Bilindiği üzere, uluslar arası ilişkiler uluslararası hukukla düzenlenir.
Bir ülkede yapılan projelere, diğer ülkelerden gelecek itirazlar da, başlanan projeyi icabında yarım bırakıp engelleyeceği gibi yaptırımlara da sebebiyet verecek olup, mevzu olan projenin Avrupa İnsan Haklarına kadar da taşıyacağı açıktır. Neden bahsediyoruz. Elbetteki Kanal İstanbul'dan!
Karadeniz ile Marmara Denizi'ni bağlayan İstanbul Boğazının en dar yeri 698 metredir. Genişliği ise, yerlerde 3 bin 500 metreye kadar çıkar. Ancak biz, İsanbul boğazından geçen gemilerin trafik yoğunluğu bahane edilerek, mevcut boğazın trakya yönünde suni olarak yapılmak istenen, projeden bahsedeceğiz.

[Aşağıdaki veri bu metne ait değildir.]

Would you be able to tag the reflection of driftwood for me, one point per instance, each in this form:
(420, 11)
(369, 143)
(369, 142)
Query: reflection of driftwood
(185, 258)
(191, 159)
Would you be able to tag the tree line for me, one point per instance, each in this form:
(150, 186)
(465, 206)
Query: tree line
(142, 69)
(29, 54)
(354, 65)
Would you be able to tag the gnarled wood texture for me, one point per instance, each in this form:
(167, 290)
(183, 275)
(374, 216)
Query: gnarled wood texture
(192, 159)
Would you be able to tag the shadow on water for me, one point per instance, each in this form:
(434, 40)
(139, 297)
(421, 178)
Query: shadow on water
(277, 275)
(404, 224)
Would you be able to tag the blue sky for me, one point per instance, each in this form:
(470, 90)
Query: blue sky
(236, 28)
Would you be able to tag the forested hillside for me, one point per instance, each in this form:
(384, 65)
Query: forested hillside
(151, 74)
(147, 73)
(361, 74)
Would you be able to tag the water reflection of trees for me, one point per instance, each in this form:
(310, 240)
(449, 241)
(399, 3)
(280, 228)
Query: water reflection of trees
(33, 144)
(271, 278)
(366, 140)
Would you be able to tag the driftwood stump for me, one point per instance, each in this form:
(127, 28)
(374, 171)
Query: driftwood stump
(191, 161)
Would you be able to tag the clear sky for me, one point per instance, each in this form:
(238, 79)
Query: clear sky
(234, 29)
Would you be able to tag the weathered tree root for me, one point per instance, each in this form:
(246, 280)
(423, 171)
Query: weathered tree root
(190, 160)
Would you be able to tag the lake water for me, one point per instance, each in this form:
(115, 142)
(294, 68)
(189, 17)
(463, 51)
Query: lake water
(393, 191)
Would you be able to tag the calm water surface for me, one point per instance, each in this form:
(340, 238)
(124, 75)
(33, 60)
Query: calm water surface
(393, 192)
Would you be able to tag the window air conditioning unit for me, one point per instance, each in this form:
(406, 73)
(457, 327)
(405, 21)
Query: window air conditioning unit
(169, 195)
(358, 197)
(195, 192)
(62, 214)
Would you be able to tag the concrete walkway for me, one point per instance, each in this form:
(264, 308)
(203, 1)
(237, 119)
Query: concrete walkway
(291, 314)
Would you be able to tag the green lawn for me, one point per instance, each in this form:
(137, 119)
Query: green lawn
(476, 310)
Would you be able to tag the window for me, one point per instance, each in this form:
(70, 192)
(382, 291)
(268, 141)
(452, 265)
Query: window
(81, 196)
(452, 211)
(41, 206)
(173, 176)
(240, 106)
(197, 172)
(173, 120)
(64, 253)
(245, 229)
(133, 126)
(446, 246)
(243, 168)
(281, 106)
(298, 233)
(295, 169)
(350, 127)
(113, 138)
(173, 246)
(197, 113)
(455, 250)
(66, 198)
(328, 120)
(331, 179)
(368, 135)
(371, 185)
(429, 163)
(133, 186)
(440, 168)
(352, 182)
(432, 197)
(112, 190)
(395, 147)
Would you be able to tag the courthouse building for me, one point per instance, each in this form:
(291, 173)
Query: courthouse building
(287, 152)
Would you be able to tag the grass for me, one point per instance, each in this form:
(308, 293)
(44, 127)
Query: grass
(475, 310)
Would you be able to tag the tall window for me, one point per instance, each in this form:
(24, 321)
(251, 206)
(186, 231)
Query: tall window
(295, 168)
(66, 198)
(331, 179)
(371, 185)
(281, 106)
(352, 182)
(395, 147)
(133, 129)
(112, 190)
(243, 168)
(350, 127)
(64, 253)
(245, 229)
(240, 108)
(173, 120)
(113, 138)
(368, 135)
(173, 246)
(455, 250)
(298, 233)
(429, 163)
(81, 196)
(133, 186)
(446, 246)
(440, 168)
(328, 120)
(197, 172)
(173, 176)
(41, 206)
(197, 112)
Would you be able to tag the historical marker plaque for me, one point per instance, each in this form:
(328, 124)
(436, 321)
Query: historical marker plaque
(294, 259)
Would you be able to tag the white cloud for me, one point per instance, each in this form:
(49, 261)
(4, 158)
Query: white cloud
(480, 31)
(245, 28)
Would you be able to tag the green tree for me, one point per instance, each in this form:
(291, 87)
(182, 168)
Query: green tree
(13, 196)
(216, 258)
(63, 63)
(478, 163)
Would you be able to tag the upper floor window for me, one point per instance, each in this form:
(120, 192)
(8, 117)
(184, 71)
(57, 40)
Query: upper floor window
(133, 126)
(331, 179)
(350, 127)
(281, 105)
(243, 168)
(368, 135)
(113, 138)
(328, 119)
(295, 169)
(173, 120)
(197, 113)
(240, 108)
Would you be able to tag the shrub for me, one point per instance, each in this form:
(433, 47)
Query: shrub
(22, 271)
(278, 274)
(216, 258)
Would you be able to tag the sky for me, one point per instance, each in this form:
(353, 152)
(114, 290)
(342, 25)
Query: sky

Önce, hukuki boyutunu bakalım. Yapılacak proje çevreyi de etkilediğinden, yapılabirliğinin hukuki yönüne de bakılır. Bir bina bile yapılırken, hukuki bir sürü işlemleri vardır. Çevreyi ilgilendirecek projeler de ise, birden çok yerlerden izin almak gerekir: Örneğin, Çevre Düzenine uygunluk raporu olarak kısaca adlandırılan ÇED raporu, projenin yapıldığı ülkeyi ilgilendirir, bazen de, yurt dışı ülkeleri de etkileyen meseleler de ortaya çıkar.
Kanal İstanbulun yapılması, bütçe fazlalığı veren ülkeler için gayet normal olabilir. Özellikle, ekonominin durgunlaştığı dönemlerde yapılırsa, işsizliğe bile çare olan lokomotif görevi üstlenir. Ancak işin ulusal hukuki yönüne de bakmak gerekir. Şöyleki: 1992 yılında imzalanan Bükreş Sözleşmesi ile 2011 yılında yürürlüğe giren ‘Karadeniz Biyolojik Çeşitlilik ve Peyzajın Korunmasına ilişkin Protokol; Türkiye’nin imzaladığı pek çok anlaşmayla ters düşüyor. Çünkü, söz konusu proje sadece İstanbul’u değil, Karadeniz’de kıyısı olan ülkeleri de ilgilendiriyor.
Yine, Kanal projesinin kümülatif etkisine de bakmak gerekiyor: İklimin değişmesi, su varlıklarını kirletip yok etmesi, proje güzergahı çevresindeki ormanı ortadan kaldırması, toprak yapısını bozması gibi nedenler ile muazzam boyutlarda sorunlar ortaya çıkarıyor. Proje yapımına ilişkin olarak yeterli üniversiteye veya araştırma kurumuna başvurulmaması da, ayrı bir mesele..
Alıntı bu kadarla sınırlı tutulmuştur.